These are the generations of Noah. Noah was a righteous man, blameless in his generation. Noah walked with God.
The real miracle in this story of Noah is not so much the account of the flood, but the fact that one man stayed faithful to God in the most corrupt society possible. It was so entrenched in evil and violence that God could not let any elements of the society remain.
In this impossibly wicked culture Noah stayed faithful to God. He was blameless in a culture steeped in sin. He was a righteous man. In God's eyes he was worth being a new start to the human race... all because Noah walked with God.

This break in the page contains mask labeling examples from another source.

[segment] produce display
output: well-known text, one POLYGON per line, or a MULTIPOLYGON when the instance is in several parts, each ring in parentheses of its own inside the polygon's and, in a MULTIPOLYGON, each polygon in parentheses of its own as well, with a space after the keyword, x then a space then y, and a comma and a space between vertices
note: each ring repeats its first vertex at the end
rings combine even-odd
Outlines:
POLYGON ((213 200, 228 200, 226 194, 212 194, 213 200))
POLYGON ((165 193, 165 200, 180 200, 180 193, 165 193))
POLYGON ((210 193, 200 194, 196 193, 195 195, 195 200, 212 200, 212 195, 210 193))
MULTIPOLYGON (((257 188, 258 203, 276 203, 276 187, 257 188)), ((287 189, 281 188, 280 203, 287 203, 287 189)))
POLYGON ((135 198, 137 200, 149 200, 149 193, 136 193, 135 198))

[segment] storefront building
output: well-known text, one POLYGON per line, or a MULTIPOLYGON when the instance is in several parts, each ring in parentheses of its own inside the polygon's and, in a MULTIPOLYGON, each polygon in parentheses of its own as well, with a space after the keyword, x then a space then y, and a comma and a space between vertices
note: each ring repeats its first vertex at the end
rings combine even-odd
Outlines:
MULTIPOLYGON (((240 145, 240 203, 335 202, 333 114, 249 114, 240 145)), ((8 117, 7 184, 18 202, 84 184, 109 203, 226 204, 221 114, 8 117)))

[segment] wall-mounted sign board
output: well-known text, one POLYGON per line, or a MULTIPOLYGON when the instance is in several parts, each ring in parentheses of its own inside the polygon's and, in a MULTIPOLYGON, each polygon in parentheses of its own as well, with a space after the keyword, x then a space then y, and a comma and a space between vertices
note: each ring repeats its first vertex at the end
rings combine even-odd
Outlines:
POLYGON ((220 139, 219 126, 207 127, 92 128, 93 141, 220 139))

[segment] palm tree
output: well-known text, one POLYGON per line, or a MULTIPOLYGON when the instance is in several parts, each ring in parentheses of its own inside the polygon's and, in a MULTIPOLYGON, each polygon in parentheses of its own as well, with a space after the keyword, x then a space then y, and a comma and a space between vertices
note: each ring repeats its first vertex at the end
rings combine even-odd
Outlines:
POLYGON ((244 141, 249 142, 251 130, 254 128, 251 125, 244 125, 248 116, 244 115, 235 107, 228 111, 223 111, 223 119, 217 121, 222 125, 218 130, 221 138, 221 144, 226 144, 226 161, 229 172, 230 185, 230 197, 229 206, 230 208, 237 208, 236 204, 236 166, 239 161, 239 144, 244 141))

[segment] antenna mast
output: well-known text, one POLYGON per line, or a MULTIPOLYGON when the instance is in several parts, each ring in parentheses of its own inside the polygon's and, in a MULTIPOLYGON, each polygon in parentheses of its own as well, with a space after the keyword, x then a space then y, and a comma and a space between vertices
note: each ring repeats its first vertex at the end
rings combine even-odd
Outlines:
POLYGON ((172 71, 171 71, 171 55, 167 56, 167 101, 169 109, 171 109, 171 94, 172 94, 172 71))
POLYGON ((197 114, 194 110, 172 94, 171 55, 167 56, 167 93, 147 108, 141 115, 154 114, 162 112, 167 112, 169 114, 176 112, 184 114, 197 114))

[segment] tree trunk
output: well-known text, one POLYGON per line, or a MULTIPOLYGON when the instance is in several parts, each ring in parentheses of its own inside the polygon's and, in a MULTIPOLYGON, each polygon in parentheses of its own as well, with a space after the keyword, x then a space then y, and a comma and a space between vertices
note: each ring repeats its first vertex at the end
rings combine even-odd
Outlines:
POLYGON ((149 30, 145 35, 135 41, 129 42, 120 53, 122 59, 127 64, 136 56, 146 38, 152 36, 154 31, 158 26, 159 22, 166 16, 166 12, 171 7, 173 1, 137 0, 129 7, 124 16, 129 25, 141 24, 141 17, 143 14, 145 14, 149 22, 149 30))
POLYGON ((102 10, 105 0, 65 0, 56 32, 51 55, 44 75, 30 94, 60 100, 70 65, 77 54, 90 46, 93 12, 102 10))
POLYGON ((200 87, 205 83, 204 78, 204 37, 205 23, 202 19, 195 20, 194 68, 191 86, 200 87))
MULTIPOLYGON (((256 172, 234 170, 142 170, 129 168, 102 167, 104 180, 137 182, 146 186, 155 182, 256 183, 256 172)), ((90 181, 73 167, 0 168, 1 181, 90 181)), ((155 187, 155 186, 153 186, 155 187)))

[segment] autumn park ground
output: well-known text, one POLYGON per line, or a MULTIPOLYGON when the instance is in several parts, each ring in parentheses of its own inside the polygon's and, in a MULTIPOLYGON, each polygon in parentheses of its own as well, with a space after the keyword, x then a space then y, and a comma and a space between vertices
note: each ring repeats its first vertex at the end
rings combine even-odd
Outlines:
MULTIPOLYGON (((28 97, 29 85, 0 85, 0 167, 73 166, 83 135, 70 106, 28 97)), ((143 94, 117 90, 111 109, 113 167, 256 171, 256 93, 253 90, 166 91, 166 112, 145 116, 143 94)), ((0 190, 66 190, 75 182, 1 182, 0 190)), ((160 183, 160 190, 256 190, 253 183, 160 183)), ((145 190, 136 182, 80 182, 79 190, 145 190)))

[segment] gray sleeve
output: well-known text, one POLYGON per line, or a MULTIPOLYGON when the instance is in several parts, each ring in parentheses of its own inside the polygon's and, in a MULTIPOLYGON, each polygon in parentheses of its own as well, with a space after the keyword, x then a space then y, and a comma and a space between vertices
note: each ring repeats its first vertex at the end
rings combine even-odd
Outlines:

I can't directly compare Noah's generation to my own. The text gives few details as to what made Noah's generation specifically so wicked and violent. For all I know, my generation is no better, perhaps even worse. But today God's grace through the gospel leaves a strong light that is brighter than just one righteous man's family. And God has already appointed a Day of Judgment under Jesus Christ for this generation. So the church must shine on until then.
We are not saved like Noah, huddled in an ark amidst the raging storm. Instead, we are left to live and walk in our generation so that God's mercy can save some more. But we must be out among them. And that is why we should not be berating our generation from the windows of our ecclesiastical arks. Instead, we need to proclaim God's good news in the gospel as we live among a generation that Jesus still wants to save.